I applaud Greg Mortenson's efforts to improve the living standards of the people of the Himalaya, but I fear the motives of his promoters have more to do with the original subtitle of his book: [One Man's Mission] to Fight Terrorism and Build Nations. It's the Neocon agenda. With the US as current occupier of Islamic lands and threatening another, now might not be the time to condescend with our tone of being morally or socially more evolved. Can we really say that our secular capitalism has led us to lives of superior quality than those steeped in tradition and spirituality? I'm not even sure outreach missions such as Mortenson's do not invite further Islamic anger. In effect, he and CAI aim to abscond with the young women of Islamic societies.

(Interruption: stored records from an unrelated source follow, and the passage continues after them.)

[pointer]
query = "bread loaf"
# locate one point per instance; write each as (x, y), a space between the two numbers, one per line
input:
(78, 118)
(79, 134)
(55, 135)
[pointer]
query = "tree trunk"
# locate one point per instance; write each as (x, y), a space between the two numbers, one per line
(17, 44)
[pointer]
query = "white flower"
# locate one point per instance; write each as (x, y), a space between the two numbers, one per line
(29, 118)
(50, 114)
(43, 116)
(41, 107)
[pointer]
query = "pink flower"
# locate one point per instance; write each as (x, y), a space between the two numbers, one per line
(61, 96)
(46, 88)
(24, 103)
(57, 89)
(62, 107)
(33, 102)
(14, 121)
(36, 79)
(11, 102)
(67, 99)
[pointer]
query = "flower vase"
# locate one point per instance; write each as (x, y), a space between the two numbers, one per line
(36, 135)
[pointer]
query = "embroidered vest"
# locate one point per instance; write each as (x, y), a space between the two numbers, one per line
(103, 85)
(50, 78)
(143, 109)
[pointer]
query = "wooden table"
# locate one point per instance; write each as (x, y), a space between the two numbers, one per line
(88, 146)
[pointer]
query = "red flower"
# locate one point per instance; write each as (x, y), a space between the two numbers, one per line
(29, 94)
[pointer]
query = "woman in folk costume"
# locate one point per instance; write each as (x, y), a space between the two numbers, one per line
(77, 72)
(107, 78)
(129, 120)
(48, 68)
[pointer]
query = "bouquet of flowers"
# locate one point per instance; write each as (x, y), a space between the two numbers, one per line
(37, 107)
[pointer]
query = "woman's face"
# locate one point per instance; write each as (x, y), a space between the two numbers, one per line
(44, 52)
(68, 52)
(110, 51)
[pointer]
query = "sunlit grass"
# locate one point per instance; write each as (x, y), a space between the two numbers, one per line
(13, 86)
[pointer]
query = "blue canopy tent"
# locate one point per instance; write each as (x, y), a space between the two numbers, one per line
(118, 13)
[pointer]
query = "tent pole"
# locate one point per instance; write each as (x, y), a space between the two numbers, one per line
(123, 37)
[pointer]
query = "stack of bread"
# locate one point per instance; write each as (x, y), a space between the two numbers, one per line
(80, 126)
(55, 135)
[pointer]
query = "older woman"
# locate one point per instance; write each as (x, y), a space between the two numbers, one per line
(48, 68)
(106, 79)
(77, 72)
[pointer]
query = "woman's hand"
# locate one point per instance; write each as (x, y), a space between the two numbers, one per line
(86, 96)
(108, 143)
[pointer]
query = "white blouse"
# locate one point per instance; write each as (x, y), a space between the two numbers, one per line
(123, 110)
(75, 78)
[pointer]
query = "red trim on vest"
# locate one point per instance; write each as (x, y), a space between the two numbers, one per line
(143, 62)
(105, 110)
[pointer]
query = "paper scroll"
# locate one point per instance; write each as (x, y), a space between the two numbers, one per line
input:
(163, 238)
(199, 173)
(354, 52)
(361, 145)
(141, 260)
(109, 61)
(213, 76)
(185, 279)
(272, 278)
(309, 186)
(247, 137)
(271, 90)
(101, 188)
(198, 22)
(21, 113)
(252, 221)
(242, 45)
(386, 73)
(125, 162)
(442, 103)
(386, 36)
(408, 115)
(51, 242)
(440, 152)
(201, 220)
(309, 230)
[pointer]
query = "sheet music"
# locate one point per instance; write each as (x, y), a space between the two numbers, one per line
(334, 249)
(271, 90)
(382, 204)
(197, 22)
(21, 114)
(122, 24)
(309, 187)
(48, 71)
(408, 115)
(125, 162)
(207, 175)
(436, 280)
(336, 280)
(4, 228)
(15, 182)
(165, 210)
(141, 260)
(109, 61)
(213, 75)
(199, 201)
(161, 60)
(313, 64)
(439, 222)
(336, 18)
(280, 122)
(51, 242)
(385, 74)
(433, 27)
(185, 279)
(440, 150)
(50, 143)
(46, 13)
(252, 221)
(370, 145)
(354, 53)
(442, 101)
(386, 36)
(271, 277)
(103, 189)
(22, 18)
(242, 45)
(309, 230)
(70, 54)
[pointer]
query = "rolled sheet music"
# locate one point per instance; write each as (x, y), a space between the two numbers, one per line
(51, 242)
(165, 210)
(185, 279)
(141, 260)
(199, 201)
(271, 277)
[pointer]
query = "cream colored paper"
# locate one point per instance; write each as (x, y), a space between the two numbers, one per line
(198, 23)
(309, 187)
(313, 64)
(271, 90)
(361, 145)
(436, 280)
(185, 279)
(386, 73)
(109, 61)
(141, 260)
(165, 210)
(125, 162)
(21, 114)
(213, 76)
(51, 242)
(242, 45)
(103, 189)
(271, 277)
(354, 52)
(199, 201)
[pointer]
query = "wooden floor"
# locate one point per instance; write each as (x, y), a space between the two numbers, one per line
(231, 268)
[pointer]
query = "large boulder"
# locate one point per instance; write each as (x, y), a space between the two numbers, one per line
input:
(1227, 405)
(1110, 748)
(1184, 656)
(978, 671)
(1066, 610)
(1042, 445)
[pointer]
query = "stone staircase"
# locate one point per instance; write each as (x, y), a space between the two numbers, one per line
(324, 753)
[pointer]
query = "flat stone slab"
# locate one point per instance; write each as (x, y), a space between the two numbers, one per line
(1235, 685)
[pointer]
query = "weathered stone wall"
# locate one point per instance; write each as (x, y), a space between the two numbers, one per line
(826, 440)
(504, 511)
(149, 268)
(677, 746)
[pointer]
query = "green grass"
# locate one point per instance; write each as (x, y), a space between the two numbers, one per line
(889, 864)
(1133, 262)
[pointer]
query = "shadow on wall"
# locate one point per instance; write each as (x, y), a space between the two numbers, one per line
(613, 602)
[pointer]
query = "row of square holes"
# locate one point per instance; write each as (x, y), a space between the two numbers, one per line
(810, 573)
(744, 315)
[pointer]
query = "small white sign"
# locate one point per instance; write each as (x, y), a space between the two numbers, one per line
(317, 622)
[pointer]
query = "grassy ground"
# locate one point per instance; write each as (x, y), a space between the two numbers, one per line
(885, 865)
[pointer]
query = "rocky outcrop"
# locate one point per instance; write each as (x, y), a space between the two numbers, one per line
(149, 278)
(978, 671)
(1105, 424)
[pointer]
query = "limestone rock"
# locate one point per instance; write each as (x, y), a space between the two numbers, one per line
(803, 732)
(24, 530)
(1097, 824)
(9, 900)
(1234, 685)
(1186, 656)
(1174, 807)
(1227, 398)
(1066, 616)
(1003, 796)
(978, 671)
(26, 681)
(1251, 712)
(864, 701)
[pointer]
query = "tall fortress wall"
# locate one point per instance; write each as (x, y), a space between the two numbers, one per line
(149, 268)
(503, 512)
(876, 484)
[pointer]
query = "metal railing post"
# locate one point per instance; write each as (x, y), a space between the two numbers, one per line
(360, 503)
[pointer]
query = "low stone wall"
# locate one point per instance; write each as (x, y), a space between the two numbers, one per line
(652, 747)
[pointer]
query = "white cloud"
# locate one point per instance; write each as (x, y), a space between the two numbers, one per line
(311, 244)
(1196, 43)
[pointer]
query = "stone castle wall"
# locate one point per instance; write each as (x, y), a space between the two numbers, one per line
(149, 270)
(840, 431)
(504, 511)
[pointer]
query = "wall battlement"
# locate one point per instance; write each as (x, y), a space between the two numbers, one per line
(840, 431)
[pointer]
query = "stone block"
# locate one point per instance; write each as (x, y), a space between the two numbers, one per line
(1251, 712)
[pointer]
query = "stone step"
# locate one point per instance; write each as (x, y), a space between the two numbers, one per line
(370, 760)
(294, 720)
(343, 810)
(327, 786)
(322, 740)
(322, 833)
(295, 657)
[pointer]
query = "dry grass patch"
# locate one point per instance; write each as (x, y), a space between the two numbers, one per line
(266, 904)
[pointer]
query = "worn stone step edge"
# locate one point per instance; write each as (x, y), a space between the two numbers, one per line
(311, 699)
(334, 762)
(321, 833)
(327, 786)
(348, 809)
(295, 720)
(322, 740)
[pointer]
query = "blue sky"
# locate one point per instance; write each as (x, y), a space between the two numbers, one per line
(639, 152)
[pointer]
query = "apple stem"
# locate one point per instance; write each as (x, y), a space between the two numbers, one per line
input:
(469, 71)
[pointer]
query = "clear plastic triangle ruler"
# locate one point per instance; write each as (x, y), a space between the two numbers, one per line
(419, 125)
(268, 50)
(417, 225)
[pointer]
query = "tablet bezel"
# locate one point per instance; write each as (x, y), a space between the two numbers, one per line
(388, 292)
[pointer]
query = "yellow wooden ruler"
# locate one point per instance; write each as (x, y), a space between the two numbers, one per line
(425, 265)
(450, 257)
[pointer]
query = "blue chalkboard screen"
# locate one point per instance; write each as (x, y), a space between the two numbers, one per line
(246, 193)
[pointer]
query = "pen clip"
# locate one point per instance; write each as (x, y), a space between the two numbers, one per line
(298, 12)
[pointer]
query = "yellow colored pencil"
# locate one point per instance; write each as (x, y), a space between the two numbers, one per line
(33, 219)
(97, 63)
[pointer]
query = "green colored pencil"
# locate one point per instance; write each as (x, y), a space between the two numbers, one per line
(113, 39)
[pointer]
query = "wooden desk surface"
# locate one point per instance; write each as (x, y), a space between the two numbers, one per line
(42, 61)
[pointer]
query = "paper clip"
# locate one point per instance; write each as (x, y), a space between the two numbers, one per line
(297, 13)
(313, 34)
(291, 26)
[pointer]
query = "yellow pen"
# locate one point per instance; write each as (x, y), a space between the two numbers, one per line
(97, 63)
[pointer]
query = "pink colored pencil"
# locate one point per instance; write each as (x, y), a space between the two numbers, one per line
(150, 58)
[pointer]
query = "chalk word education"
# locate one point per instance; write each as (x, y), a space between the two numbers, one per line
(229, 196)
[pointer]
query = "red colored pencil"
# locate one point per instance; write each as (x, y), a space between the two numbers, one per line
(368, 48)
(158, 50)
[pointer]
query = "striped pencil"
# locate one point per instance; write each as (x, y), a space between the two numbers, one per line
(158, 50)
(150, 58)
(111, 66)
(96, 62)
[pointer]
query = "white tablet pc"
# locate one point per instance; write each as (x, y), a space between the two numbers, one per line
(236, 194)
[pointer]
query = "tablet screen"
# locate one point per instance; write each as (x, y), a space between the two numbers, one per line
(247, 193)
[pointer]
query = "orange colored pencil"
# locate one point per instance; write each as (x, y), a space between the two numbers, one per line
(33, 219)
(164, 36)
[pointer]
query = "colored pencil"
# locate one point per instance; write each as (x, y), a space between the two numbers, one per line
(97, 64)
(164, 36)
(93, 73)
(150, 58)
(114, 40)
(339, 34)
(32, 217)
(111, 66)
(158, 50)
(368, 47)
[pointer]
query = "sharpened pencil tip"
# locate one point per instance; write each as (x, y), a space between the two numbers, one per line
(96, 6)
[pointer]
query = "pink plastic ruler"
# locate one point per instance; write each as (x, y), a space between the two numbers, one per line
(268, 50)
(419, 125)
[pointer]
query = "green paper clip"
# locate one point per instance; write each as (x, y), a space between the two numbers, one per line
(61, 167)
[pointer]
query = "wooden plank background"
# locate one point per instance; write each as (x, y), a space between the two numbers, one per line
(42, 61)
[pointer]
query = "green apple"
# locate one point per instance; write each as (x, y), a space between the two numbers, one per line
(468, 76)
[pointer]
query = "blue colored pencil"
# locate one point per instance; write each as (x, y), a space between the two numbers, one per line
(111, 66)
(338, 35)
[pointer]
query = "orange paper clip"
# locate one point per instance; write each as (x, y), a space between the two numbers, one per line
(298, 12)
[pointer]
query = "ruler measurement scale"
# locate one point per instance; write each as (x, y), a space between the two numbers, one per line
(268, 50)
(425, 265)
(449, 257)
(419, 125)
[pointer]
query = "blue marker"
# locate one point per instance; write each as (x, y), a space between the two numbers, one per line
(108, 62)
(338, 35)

According to his own strategy Mortenson admits less interest in educating the boys. I can imagine some very frustrated devout young men who will find themselves without spouses. You may applaud such a development, I find it arrogant and ethnocentric. How would fundamentalist Americans react if a foreign entity came into their community under the guise of better access to health care and an improved standard of living, advocating ways which conflicted with their core beliefs? In particular teaching their girls that theirs was not necessarily the one true God, but one of many, and in fact not the God who'd favored their benefactor with superior technology, health and wealth? Imagine if Cuba sent emissaries to teach us about the advantages of socialized medicine, about principles of social justice, and about a common brotherhood of man, jubilantly godless. We'd have a cow.